C’est un sujet dont on parle encore relativement peu.
Pourtant, beaucoup de managers se retrouvent aujourd’hui à gérer une charge émotionnelle considérable. Ils doivent maintenir l’activité, répondre aux attentes de la direction, accompagner leurs équipes, absorber les tensions et parfois gérer des collaborateurs déjà fragilisés par le contexte général.
Avec le temps, cette accumulation peut devenir extrêmement fatigante.
Parce qu’au-delà des compétences techniques ou organisationnelles, le management mobilise désormais énormément d’énergie relationnelle. Il faut écouter, arbitrer, recadrer, rassurer, expliquer, gérer les désaccords et maintenir une forme de stabilité dans l’équipe.
Autant dire qu’on est loin de l’image du manager qui passe simplement sa journée à suivre des indicateurs ou à remplir des tableaux Excel.
Même si, soyons honnêtes, les tableaux Excel semblent toujours trouver le moyen de revenir dans la conversation.
Formation management : manager aujourd’hui demande de nouvelles compétences
C’est précisément pour cela que la formation management prend autant d’importance aujourd’hui.
Beaucoup de managers ont appris leur rôle “sur le terrain”, avec de l’expérience, de l’intuition et beaucoup de bonne volonté.

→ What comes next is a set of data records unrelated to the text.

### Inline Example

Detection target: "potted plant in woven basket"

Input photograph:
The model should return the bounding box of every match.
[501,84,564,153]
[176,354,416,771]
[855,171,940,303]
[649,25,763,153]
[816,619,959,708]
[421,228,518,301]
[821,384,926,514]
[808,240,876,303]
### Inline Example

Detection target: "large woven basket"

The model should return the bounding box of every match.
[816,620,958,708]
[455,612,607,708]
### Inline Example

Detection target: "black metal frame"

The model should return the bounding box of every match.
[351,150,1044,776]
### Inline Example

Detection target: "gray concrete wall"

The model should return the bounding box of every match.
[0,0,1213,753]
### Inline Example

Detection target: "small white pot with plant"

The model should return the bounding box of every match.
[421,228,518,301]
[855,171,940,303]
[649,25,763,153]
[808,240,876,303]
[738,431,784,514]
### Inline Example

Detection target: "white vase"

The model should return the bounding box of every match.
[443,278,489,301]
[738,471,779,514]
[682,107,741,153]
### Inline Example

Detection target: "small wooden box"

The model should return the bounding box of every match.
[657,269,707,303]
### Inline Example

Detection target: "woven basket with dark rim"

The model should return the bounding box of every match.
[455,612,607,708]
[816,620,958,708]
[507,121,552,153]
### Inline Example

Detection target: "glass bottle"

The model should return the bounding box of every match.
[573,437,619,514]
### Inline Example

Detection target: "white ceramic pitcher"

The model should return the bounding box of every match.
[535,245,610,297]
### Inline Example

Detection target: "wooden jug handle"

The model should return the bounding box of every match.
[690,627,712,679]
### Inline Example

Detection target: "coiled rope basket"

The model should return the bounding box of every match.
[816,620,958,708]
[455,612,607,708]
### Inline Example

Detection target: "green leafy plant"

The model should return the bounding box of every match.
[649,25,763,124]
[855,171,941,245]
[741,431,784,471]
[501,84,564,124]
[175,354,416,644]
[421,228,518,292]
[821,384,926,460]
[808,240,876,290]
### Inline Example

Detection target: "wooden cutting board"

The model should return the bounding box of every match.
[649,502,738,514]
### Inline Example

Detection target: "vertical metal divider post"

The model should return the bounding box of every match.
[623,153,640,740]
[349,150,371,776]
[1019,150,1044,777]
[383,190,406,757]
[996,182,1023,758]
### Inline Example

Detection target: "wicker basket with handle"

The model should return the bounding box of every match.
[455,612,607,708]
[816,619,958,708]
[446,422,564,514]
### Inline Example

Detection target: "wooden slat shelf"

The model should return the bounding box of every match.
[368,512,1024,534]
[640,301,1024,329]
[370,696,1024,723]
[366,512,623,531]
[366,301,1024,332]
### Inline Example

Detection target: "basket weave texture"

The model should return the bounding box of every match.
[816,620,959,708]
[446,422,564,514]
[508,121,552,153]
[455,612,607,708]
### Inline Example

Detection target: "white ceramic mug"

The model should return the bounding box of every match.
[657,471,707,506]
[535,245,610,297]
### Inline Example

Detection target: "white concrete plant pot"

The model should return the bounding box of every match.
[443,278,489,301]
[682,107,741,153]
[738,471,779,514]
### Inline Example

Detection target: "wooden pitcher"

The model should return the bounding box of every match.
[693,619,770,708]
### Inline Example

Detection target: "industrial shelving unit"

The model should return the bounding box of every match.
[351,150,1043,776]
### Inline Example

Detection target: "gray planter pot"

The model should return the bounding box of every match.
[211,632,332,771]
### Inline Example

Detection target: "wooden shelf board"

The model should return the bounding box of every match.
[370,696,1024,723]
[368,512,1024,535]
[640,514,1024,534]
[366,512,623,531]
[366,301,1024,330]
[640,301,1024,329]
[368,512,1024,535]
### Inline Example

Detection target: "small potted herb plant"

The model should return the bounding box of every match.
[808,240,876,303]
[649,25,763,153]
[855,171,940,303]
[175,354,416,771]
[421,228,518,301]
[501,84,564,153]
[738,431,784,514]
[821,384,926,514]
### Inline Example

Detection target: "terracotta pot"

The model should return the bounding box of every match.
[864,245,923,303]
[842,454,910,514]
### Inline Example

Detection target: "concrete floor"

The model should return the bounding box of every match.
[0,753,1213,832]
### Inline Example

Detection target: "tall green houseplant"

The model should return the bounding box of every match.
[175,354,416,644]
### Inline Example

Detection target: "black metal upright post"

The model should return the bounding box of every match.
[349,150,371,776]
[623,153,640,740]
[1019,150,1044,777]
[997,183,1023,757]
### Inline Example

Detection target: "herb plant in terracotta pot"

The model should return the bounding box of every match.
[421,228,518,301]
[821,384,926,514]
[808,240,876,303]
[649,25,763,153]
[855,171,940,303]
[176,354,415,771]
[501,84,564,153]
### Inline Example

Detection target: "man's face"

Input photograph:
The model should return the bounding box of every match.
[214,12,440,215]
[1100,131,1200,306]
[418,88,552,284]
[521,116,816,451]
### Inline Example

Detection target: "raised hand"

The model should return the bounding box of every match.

Mais les attentes relationnelles autour du management ont énormément évolué ces dernières années.
Manager une équipe demande désormais de véritables compétences en communication, en posture et en régulation des relations de travail.
Il faut savoir donner un feedback clair, gérer un désaccord sans laisser le conflit s’installer, poser un cadre sans devenir rigide et réussir à accompagner son équipe sans porter seul toutes les difficultés du collectif.
Et contrairement à certaines idées reçues, cela ne rend pas le management “plus mou”.
Au contraire.
Les équipes ont généralement besoin d’un cadre clair et de managers capables de prendre des décisions. Mais elles ont aussi besoin de cohérence, de lisibilité et d’un fonctionnement relationnel plus sain.
Et c’est souvent cet équilibre qui devient difficile à trouver sans accompagnement.
Les équipes ne cherchent pas des managers parfaits
C’est probablement le point le plus important.
Les collaborateurs savent très bien que les entreprises traversent parfois des périodes compliquées et que les managers ne peuvent pas tout gérer parfaitement.
En revanche, ils attendent souvent une forme de stabilité dans les échanges, davantage de clarté et un minimum de cohérence dans le fonctionnement quotidien.
Parce qu’aujourd’hui, la qualité du management influence énormément l’ambiance de travail, l’engagement des équipes et la capacité des collaborateurs à tenir dans la durée.
Former les managers ne consiste donc pas à fabriquer des managers “parfaits”. Il s’agit surtout de leur donner des outils pour mieux comprendre ce qui se joue dans les équipes et construire un fonctionnement plus clair, plus humain et plus durable.
Et honnêtement, dans beaucoup d’entreprises, cela change déjà énormément de choses.